The country’s two biggest phone makers are seeking to increase production by third-party original development manufacturers in countries like India and China. It may be bad news for contractors here, but may be appreciated by overseas vendors and authorities, industry analysts told The Korea Herald.
“As long as Samsung maintains strict quality control, safety and privacy, it will be fine to outsource more smartphones or feature phones to low-cost ODMs in Asia,” said Neil Mawston, executive director at Strategic Analytics based in London in an email. “For example, Apple’s iPhones are largely built by ODMs in China today, and they performs well.”

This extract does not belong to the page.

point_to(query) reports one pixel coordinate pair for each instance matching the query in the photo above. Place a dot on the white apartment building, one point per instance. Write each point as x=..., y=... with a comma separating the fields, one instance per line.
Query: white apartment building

Just like the PC industry where most computers are made by ODMs in lower-cost countries like China, more global smartphone production are likely to be relocated to emerging countries and regions like Latin America, India and China, the analyst mentioned.
“We expect Samsung to outsource more of the bottom half of its smartphone portfolio in the 2020s, to reduce costs,” Mawston said. “The cheaper models have the lowest profit margins.”
Both Samsung and LG have increased ODM volumes for midrange and low-end mass market models in China, India and Vietnam, in order to save costs and seek quicker launch cycles, according to industry sources.
|Chilean consumers try out a Samsung Galaxy Note 10 phone at a launching event in Santiago, Chile, in August. (Samsung Electronics)|
As per news reports, Samsung is likely to churn out around 60 million units of mass-market models with Chinese and Indian ODM firms for next year. Some rumors say that Samsung aims to increase the proportion of third-party phone production to 20 percent of its total annual output.
Samsung, however, declined to confirm the figure, while promising to minimize the impact on Korean contractors, during a conference call with investors after announcing its third-quarter earnings results.
LG has been depending on outsourcing since last year as the company shifted 30 percent of its production to ODMs in order to shave off costs for its money-losing phone business. Market analysts forecast that the company has already increased the ODM proportion to 50 percent this year and plans to raise it next year.
“For consumers, I doubt many of them would know or are interested in knowing where and who manufactured the phone, as long as the quality and after-sales service is fine,” said Linda Sui, director at Strategic Analytics based in Boston. “Hence I don’t think this is a major concern or issue.”
In terms of control of cost, quality and delivery, the outsourcing strategy will help Samsung and LG retain their product competitiveness and market leadership in countries where they are struggling against rising rivals like Xiaomi, the researchers said.
|The LG Q60, LG K50 and LG K40 phones (LG Electronics)|
For Samsung, the recent ODM contracts with Chinese companies like Wingtec and Huaqin are viewed as its last resort to restore its market share in China as well, in which the world’s biggest phone provider has just around 1 percent market share.
Meanwhile, the Korean phone maker shut down its own manufacturing facilities in Tianjin last year and Huizhou in September. It is also planning to reduce the number of local offices for the mobile business in China from 11 to five as part of its restructuring plans.
“If Samsung is creating more jobs with Chinese or Indian ODMs, this will please consumers and authorities in the countries, and will help its push in the world’s two biggest electronics markets in the future,” Mawston said.